The vast majority of employees on tour aren’t the responsibility of the artist or the promoter/producer, but rather the vendors contracted to provide sound, lights, staging and other services. Veteran music business accountant Bill Zysblat, who has run the books on some of the biggest tours of all time, says, “Very often the touring company will not have enough employees to comply.”
Still, Zysblat doesn’t see a huge impact or expense. “I don’t think the health-care cost increases under Obamacare will affect touring costs as much as even the changes in the price of fuel,” he says.
In that sense, for a mega tour, the ACA’s impact on tour budgets could be “pretty dramatic,” Zysblat says.
Rubenstein says he has been researching the ACA with employment consultants because the law is “somewhat vague” as it relates to part-timers, who work fewer than 30 hours per week.
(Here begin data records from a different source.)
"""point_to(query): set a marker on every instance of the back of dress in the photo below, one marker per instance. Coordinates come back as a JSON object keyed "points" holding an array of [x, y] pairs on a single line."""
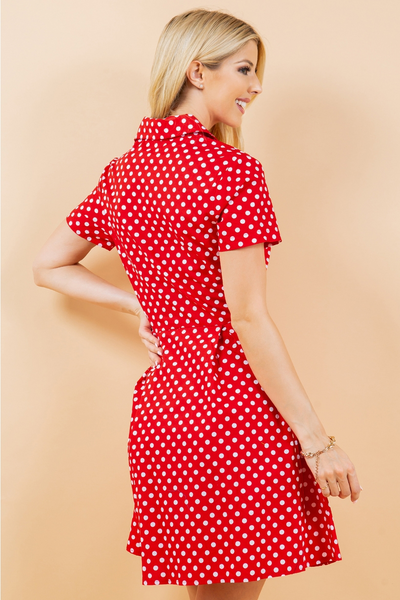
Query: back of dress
{"points": [[221, 492]]}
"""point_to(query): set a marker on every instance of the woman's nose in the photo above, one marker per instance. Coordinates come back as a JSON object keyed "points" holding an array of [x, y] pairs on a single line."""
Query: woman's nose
{"points": [[255, 87]]}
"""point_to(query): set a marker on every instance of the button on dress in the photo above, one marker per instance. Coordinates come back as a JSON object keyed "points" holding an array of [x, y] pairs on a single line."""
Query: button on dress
{"points": [[221, 492]]}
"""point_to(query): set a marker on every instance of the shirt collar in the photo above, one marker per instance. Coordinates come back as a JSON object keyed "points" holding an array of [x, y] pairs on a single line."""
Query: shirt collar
{"points": [[170, 127]]}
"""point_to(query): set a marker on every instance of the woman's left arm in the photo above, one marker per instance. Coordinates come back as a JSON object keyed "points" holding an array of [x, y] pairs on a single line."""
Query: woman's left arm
{"points": [[57, 267]]}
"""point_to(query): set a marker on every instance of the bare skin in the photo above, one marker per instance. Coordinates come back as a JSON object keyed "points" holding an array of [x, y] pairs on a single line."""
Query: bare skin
{"points": [[58, 267], [226, 591]]}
A key component is the “look-back period,” a review of hours that determines an employee’s average hours per week and whether he or she should be considered full or part time.
Most arenas are less busy in summer, when professional sports teams are inactive and more tours are outdoors — logically, fewer employees would qualify for health-care benefits from employers. The employer is allowed to choose a look-back period ranging from three to 12 consecutive calendar months to determine each employee’s average weekly hours. So it would behoove an arena to select summer for its look-back period, whether the employer is the building or a contractor hired to provide and schedule labor for events.
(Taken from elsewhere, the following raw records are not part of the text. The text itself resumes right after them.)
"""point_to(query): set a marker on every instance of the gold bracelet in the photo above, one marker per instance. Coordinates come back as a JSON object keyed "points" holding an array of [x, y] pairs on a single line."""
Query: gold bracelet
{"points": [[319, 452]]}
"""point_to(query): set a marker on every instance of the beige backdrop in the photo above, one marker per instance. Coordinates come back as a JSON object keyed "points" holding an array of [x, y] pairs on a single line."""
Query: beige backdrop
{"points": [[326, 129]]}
The latter option is one that many venues will surely take, if they don’t subcontract staffing already. The contractor can then assume the cost and administration of health care when necessary, but those services aren’t cheap, so indirectly the venue will have to pass along the cost of health care anyway. So maybe the $9 beer becomes $10.
The intention of Obamacare isn’t employees working fewer hours, but that will inevitably be the result in some cases. “We have part-time employees that are now going to be eligible for health care if they work over [an hourly] baseline,” says Allen Johnson, director of facilities for the City of Orlando, Fla. He sees two ways to deal with the ACA: “You can hire more employees [to] spread the time out [across multiple staff], which kind of defeats the purpose of what [the new law is] trying to do,” he says. “Or you can subcontract those areas out to another company and let them worry about it.”
Whatever the course of action, employees must be kept informed. Employers must provide a written notice to all employees, both full and part time, regarding the coverage options available to them through the “exchange marketplace,” and because open enrollment for health insurance through the marketplace begins in October for coverage to start Jan. 1, the notice must be provided to employees on or before Oct. 1, and for each new employee at hiring.
Employers can view two model notices prepared by the Department of Labor at dol.gov/ebsa-one for employers that don’t offer a health plan and one for those who do.